Cinelândia was shot in 2010 in the Tijuca jungle which lies above Rio de Janeiro—the world’s largest urban forest. Beltrame and Turpin filmed the Casa de Canoas, the only glass house ever designed by Oscar Niemeyer, a must exercise for any modernist architect. Planned in 1951 and completed in 1953, it was designed for the architect’s family, but was only lived in for a few years. The thereafter deserted house, whose upkeep was nevertheless maintained, has been turned into a bachelor machine, somewhere between architecture and sculpture.
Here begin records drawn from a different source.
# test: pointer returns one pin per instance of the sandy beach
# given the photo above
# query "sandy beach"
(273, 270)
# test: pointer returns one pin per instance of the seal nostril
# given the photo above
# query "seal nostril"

As the years have passed, the carefully laid out and organized garden has been overtaken by the Atlantic mata.

This glass pavilion is here seen as a space of projection, that of the architect’s projects, and the fiction which is projected over the jungle and its mythologies.
Beltrame and Turpin are installing a device in it—a 16mm projector which lives in and activates the house which is then filmed and meticulously observed as an ecosystem in relation to its environment—structure, fauna, flora, climate. These fiction-generating elements are brought together in a prismatic way.
So the house plays host to stories. The one forming the film’s main outline is the voice-over reading, in Italian, of fragments of Tecnicamente Dolce, an Antonioni script dating from the 1970s.

This script, which never became a film, describes the Amazonian escape of an Italian political journalist—an existential screenplay in which T, the reporter, and S, the young anthropologist, get lost in the jungle after a plane crash. The script of Tecnicamente Dolce ends on the jungle’s edge with a view over the city of Brasilia in the distance. This is the only concrete point of contact in Cinelândia between the film-maker Antonioni and the architect Niemeyer. Other fragments of stories connected with the forest and its myths are associated with the script. The voices taken from J.G. Ballard’s The Crystal World, from an interview with Duras, and also from Cannibal Metaphysics by the Brazilian anthropologist Eduardo Viveiros de Castro, thus increase the number of viewpoints and short-circuit the narrative.